It is found that, compared with the sample coagulated with water only, the breaking strength of the coagulated fiber according to the invention is 44% higher and its initial modulus is 37% higher.

- Example 1D: with the coagulant as in Example 1A, but used at a temperature TK around 0ºC (+1ºC):

B = 39 cN/tex;

Mi = 1650 cN/tex;

Bd = 5.0%.

- Example 1E: with the coagulant as in Example 1C, but used at a temperature TK of 0ºC:

B = 52 cN/tex;

Mi = 1975 cN/tex;

Bd = 4.7%.

A breaking strength of more than 50 cN/tex is obtained, which is 30% higher than the control sample not according to the invention (Example 1D); the modulus is 20% higher. It can therefore be seen in this test that the breaking strength and the initial modulus, regardless of whether the coagulant is according to the invention or not, can be improved by lowering the temperature TK by 0ºC; at these temperatures However, the formation of married filaments was observed.

Attempt 2:

In the second experiment, a liquid crystalline solution of cellulose (22%), orthophosphoric acid (66%) and formic acid (12%) is prepared.

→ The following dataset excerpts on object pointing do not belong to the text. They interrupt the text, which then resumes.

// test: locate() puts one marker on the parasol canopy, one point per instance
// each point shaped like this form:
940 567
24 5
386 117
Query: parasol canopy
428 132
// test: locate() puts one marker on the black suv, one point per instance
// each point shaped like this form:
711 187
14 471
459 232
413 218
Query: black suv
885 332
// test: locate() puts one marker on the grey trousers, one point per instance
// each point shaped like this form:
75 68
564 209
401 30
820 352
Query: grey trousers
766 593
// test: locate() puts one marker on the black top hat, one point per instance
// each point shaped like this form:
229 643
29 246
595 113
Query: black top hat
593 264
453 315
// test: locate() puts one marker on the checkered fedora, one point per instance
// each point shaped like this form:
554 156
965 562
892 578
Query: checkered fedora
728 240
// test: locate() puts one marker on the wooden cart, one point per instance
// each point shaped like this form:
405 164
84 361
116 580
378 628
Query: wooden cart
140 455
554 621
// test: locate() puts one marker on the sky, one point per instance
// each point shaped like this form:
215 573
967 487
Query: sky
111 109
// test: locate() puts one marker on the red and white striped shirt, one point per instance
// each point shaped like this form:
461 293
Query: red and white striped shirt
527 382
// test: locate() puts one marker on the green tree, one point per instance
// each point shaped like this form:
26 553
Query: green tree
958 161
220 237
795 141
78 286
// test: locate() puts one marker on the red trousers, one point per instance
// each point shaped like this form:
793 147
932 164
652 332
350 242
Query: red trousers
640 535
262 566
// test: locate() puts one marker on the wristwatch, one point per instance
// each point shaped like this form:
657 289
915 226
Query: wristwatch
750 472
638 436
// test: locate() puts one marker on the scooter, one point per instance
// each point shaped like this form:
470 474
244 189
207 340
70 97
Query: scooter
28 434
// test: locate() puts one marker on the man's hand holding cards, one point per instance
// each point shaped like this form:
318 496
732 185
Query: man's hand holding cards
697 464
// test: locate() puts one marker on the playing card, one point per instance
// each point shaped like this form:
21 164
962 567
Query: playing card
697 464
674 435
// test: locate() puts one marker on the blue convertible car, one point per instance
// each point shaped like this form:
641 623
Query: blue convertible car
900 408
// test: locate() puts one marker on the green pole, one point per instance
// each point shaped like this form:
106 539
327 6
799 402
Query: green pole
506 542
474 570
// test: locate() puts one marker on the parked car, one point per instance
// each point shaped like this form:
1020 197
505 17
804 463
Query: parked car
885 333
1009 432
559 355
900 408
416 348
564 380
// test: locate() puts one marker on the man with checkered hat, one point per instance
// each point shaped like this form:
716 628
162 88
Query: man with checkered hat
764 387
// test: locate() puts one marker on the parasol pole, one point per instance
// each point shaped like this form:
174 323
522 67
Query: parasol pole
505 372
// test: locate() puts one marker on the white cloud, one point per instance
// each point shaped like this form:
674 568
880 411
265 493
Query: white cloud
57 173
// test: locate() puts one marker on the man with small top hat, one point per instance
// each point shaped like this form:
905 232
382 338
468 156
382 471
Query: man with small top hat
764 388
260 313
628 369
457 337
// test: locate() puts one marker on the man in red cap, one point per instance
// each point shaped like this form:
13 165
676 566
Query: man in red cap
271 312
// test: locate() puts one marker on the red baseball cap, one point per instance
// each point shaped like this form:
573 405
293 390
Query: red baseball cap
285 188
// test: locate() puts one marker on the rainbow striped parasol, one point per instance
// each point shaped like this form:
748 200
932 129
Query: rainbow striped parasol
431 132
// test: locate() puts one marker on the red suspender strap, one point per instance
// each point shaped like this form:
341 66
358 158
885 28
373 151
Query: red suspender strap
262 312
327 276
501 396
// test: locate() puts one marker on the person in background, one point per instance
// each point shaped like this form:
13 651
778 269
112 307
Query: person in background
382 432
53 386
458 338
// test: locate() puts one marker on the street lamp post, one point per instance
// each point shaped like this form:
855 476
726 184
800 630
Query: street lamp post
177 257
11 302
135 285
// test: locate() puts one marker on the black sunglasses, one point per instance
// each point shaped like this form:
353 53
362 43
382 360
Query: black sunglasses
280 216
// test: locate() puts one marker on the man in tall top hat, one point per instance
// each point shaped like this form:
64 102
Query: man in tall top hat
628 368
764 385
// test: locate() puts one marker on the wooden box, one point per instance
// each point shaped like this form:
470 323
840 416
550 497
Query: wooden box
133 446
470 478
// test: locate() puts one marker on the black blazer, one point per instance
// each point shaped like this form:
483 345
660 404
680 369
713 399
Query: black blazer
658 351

After dissolution, the cellulose has a SG of 29% and a PG of about 490. The solution is then spun as in Example 1, unless otherwise stated, whereby in all examples a coagulant according to the invention is used with the same additive: aqueous solutions of (NH₄)₂HPO₄ with different concentrations of the additive Cz at different temperatures TK:

The coagulant according to the invention shows the following properties in the coagulation test for the solution under consideration:

The regenerated cellulose fibres produced in this way (SG at 0 to 1%) have a fineness of 47 tex per 250 filaments and the following mechanical properties:

- Example 2A: Cz = 2.4%; TK = 10ºC,

B = 48 cN/tex;

Mi = 1820 cN/tex;

Bd = 5.9%.

Example 2B: Cz = 2.4%; TK = 20ºC,

B = 44 cN/tex;

Mi = 1725 cN/tex;

Bd = 6.6%.

Example 2C: Cz = 5%; TK = 10ºC,

B = 46 cN/tex;

Mi = 1870 cN/tex;

Bd = 5.2%.

- Example 2D: Cz = 12%; TK = 0ºC,

B = 49 cN/tex;

Mi = 2135 cN/tex;

Bd = 4.5%.

- Example 2E: Cz = 12%; TK = 20ºC,

B = 44 cN/tex:

Mi = 1765 cN/tex;

Bd = 6.5%.

- Example 2F: Cz - 20%; TK = 1ºC,

B = 62 cN/tex;

Mi = 2215 cN/tex;

Bd = 5.6%.

Example 2G: Cz = 20%; TK = 30ºC,

B = 47 cN/tex;

Mi = 1770 cN/tex;

Bd = 7.3%.

This test shows that with the same additive it is possible to vary the breaking strength of the fibers in the range from 44 to 62 cN/tex and the initial modulus from 1725 to 2215 cN/tex by simply changing the temperature TK and/or the concentration of the coagulant additive.

Attempt 3:

In the third experiment, a liquid crystalline solution of cellulose (24%), orthophosphoric acid (70%) and formic acid (6%) is prepared. After dissolution, the cellulose has a SG of 20% and a PG of about 480. The solution is then spun according to Example 1, unless otherwise stated, using various coagulants according to the invention, whereby their composition, the concentration of the additive Cz or the temperature TK vary.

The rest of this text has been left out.